Yaşına rağmen Erbakan'ın kendilerinden daha dinç olduğunu belirten Aydal, "Erbakan, bize bir sorumluluk verdiğinde hiçbir bakan ve milletvekili bunu değiştiremezdi. Hocam önce bir yetkiyi veriyordu, yapıp yapamadığımızı bizzat kontrol ederek, sonra ikinci, üçüncü, dördüncü görevi veriyordu." dedi.
Sonucu olmayan bir işin Erbakan için öneminin olmadığını ifade eden Aydal, sözlerini şöyle sürdürdü:
"Belli konularda istişare etmek için bizi bir araya toplardı akşamları. Unvanımızın önemi yoktu. Herkes fikrini söylerdi. Sonra derdi 'Bu işin sorumlusu şu kişi.' Hepimiz hocanın talebesiydik. Tanıdığım en iyi idarecilerden biriydi. Keşke hocamın daha fazla ülkeye hizmet edecek fırsatı olsaydı. İlim noktasında bir şey getirirseniz hocanın önüne, sonuna kadar sizi dinlerdi. Aklında sorular varsa sorardı. Düşüncelerinize hürmet ediyordu. Bir şeyde rahatsızlık duyuyorsa onu mutlaka sorardı."
Aydal, Erbakan'ın "nezaket sahibi bir lider" olduğuna işaret ederek, "Erbakan Hoca, tekerlekli sandalyede dahi Türkiye için yüreği sızlayan bir insandı. Bunu herkes biliyor. Ömrünün sonuna kadar Türkiye'nin problemleriyle hemhal olmuştu. Bu da bizim için çok güzel bir örnektir." diye konuştu.
Refahyol hükümeti döneminde Bayburt Milletvekili ve Necmettin Erbakan'ın Saadet Partisi Genel Başkanlığı döneminde partinin genel sekreterlik görevini yürüten Suat Pamukçu da Erbakan ile siyasi yasaklı olduğu zaman sık sık görüştüklerini söyledi.

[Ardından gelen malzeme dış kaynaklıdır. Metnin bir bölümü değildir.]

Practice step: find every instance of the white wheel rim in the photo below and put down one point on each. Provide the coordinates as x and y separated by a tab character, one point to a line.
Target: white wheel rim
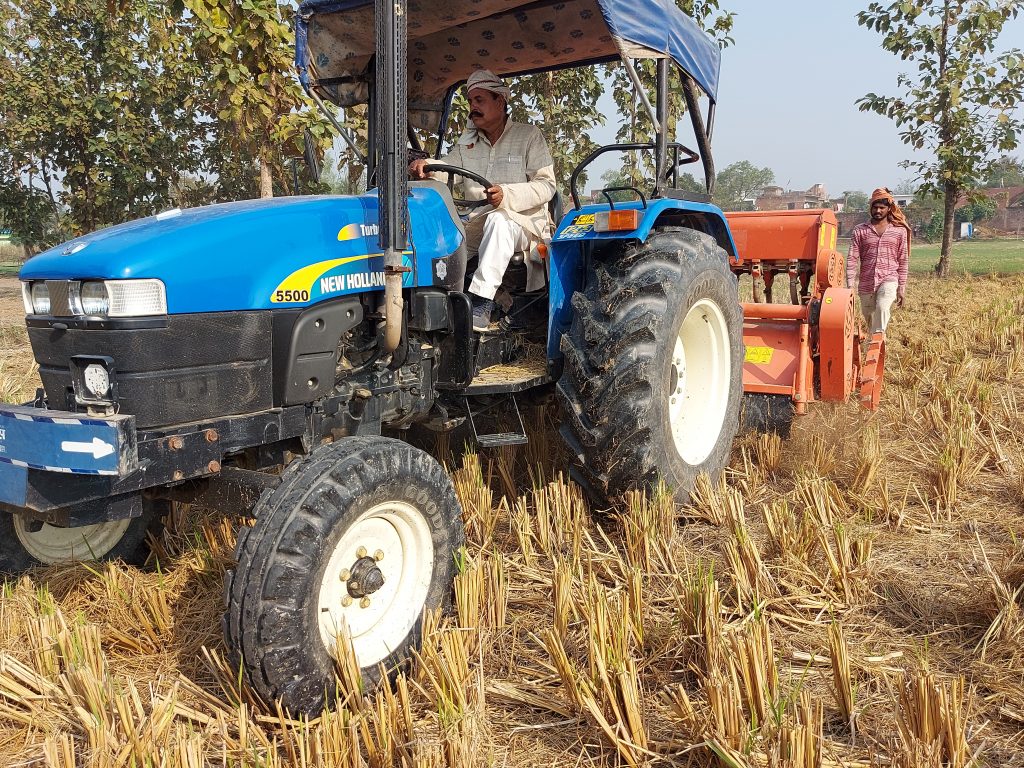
699	382
51	544
399	532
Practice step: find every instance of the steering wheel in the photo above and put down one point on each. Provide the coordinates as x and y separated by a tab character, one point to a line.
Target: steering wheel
457	171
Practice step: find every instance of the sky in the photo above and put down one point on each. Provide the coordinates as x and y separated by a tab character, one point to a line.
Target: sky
787	93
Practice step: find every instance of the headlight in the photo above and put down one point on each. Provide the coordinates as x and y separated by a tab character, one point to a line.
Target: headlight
40	298
27	297
136	298
94	299
97	381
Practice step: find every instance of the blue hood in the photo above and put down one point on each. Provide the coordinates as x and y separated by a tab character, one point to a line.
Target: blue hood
246	255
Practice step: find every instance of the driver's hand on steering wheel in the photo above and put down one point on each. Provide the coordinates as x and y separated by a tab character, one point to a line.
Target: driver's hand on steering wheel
416	169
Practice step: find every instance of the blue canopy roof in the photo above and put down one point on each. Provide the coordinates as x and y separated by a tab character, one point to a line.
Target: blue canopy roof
449	39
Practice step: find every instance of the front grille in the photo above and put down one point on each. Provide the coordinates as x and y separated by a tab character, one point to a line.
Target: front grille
60	297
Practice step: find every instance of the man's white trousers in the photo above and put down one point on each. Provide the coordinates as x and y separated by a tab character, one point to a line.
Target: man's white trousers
501	240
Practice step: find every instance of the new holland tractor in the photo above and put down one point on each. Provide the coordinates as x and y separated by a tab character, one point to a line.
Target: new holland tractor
251	356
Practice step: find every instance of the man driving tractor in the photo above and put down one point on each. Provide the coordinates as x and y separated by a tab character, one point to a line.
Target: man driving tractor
515	157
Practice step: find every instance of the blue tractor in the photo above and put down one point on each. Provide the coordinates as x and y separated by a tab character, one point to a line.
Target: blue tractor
249	356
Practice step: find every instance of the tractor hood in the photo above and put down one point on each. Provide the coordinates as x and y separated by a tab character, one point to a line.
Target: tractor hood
257	254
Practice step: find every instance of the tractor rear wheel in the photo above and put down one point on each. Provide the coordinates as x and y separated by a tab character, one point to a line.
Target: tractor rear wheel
27	543
363	536
653	365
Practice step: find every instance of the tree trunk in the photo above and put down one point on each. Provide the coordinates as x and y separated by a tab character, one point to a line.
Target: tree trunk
265	181
951	194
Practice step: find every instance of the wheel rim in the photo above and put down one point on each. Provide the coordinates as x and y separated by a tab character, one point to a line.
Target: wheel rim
397	537
51	544
699	382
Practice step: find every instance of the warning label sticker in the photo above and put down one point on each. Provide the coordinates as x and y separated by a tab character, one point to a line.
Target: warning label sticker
759	355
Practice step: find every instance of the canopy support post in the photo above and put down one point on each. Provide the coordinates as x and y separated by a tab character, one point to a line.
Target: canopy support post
662	137
391	137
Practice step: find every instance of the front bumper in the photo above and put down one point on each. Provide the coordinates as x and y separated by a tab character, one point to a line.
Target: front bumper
70	470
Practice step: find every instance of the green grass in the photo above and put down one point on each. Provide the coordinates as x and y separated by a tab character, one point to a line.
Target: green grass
969	256
973	257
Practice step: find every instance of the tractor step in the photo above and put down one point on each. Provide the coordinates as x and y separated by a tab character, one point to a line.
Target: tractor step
514	436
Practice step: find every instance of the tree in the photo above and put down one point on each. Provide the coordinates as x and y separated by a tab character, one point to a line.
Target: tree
1006	171
563	104
260	104
737	183
96	111
960	103
855	200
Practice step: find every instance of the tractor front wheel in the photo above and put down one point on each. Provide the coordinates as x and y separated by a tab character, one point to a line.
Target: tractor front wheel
27	543
360	539
653	363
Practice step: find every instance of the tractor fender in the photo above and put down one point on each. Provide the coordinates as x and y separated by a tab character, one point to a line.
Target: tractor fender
576	239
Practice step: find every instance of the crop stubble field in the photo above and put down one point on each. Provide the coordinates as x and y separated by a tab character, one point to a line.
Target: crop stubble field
851	596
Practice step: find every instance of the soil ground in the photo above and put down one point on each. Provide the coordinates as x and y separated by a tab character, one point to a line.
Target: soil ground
851	596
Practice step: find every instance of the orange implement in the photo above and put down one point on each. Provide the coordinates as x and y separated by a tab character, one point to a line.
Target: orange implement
809	348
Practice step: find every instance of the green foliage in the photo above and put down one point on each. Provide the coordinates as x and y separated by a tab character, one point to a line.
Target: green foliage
738	182
1007	171
961	101
563	104
637	128
96	108
260	105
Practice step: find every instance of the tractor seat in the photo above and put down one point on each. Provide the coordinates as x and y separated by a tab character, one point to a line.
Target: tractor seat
555	211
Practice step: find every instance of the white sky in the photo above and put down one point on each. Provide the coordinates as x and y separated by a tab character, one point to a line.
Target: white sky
787	92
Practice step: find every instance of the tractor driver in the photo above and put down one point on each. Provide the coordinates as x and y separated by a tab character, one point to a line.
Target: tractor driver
515	159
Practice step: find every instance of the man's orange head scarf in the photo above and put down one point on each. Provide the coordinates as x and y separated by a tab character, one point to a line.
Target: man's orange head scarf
895	212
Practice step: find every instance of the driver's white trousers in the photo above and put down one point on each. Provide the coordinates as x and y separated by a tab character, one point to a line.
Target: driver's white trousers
501	240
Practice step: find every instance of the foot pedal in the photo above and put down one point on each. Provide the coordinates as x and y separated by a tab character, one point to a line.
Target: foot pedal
517	436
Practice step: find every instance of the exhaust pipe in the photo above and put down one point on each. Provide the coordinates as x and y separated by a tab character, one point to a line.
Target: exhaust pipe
391	101
393	303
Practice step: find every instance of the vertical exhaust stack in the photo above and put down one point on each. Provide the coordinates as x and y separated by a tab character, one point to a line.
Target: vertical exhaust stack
391	99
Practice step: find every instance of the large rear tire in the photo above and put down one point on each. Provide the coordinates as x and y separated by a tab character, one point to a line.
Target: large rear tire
653	367
26	543
364	531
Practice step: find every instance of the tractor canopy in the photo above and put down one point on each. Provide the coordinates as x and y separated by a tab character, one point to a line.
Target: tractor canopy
450	39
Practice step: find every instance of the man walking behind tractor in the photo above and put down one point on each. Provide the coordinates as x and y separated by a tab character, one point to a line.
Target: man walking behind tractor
881	250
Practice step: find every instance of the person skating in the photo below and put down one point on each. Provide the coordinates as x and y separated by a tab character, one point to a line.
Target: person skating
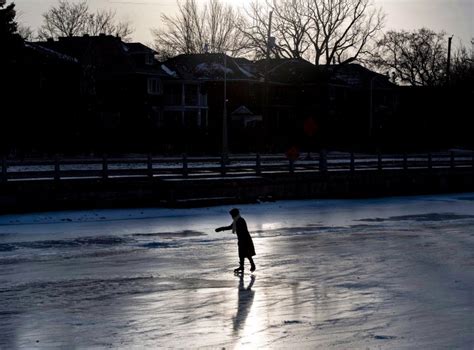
245	243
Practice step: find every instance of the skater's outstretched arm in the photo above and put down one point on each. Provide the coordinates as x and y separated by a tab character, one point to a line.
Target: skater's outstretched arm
224	228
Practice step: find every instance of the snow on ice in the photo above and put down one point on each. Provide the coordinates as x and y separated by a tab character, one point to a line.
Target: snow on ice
389	273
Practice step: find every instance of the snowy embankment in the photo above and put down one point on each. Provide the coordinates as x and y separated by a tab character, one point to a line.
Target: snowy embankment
385	273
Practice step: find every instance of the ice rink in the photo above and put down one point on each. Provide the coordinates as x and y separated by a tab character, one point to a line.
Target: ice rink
392	273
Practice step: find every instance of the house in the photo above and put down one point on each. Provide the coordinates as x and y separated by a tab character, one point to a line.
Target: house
40	86
201	81
122	86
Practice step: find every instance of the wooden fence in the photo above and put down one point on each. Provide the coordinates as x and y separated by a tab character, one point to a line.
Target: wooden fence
201	167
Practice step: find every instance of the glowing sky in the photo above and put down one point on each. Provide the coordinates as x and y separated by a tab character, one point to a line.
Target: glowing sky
453	16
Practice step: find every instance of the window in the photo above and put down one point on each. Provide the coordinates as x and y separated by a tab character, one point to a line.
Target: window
154	87
191	95
149	60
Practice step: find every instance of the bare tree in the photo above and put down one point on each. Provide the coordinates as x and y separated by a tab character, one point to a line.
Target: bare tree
26	32
75	19
416	58
322	31
213	27
290	27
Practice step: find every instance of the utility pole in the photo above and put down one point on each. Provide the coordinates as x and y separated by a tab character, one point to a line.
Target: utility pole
448	64
224	114
265	80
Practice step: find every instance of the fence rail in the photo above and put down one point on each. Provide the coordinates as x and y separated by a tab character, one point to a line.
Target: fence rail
203	167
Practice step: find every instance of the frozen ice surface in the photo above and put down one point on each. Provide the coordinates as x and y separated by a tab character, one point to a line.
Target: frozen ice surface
393	273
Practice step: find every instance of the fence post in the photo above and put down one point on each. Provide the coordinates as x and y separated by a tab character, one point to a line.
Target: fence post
322	161
352	164
258	165
105	171
150	165
57	168
291	166
5	167
223	169
185	165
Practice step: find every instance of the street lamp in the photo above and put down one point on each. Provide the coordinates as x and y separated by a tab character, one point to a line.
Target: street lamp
371	113
224	114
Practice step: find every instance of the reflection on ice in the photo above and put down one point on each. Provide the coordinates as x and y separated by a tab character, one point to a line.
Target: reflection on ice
387	273
245	299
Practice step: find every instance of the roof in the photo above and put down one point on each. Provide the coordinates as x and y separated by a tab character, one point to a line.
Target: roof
139	48
209	66
48	54
106	52
357	76
291	70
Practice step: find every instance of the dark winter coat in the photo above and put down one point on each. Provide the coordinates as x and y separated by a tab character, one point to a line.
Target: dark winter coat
246	247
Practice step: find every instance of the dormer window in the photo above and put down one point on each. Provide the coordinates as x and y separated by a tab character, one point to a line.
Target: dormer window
149	60
154	86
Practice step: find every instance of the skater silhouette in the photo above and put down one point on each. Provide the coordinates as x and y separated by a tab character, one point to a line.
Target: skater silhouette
246	247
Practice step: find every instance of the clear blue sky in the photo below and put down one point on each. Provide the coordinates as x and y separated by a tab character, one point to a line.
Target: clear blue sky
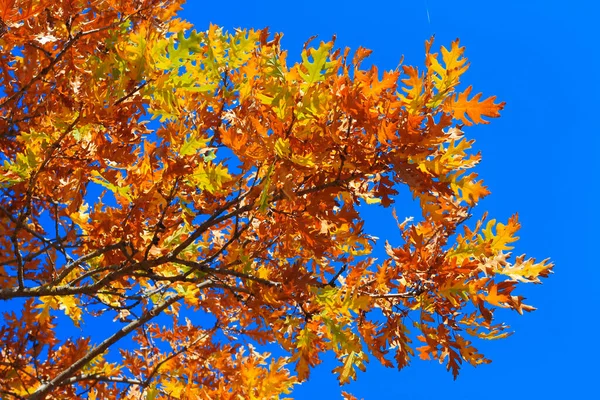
539	159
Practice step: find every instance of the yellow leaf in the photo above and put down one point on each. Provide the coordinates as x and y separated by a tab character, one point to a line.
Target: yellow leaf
462	107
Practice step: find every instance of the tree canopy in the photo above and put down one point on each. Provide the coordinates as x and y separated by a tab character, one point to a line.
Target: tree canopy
151	172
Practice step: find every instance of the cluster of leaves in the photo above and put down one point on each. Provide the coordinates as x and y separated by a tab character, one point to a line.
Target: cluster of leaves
240	202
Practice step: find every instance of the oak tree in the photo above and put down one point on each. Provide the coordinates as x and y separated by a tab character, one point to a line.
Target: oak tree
203	193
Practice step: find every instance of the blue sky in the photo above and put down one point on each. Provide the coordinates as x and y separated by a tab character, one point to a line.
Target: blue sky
541	57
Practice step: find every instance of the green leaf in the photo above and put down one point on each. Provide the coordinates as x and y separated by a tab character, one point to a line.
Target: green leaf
319	67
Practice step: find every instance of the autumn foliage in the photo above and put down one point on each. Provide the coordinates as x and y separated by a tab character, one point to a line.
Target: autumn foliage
199	194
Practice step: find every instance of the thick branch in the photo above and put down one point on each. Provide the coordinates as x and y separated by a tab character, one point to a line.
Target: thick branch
105	345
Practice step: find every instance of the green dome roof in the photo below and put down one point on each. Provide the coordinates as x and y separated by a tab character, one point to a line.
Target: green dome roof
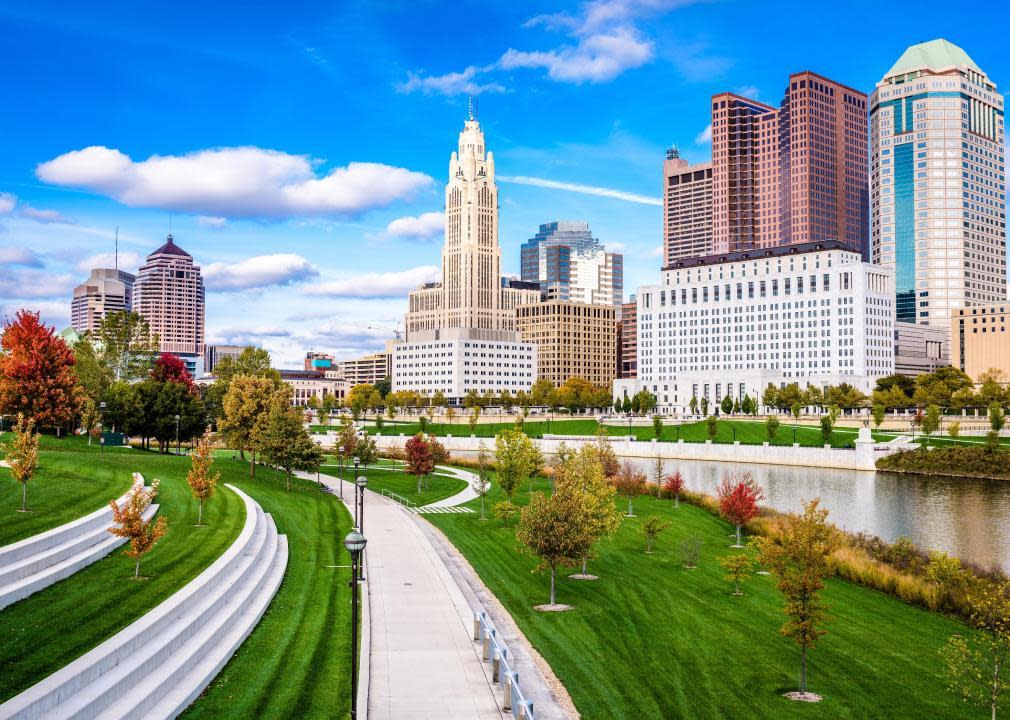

Erbakan'ın ömrünün mücadeleyle geçtiğine dikkati çeken Pamukçu, "Vefat ettiği gün bile bizi il divanına görevli olarak Erzurum'a gönderdi. Vefat haberini Erzurum'da almıştık. Şimdi o saat aklıma geliyor. Gerçekten çok hüzünlü bir saatti. Hiç unutamayacağım bir saatti." ifadelerini kullandı.
Erbakan'ın hep ahireti ve insanların yararını düşündüğünü dile getiren Pamukçu, şunları kaydetti:
"Erbakan Hoca ile çalışmak her insana nasip olmayacak bir görevdir. Hem onur verici hem de çok zor bir görevdir. Çünkü rahmetli hocam her işin sağlam yapılmasını isterdi. Eksik bırakılmasını istemezdi. Hep bardağın boş tarafının hesabını sorardı. Kendisi mükemmeliyetçi olduğu için herkesin çalışmalarında mükemmel olmasını isterdi. Çok az uyuyan, neredeyse 3-4 saatlik uykuyla yetinen bir insandı. Ömrünün büyük bir kısmını çalışmakla geçirdi."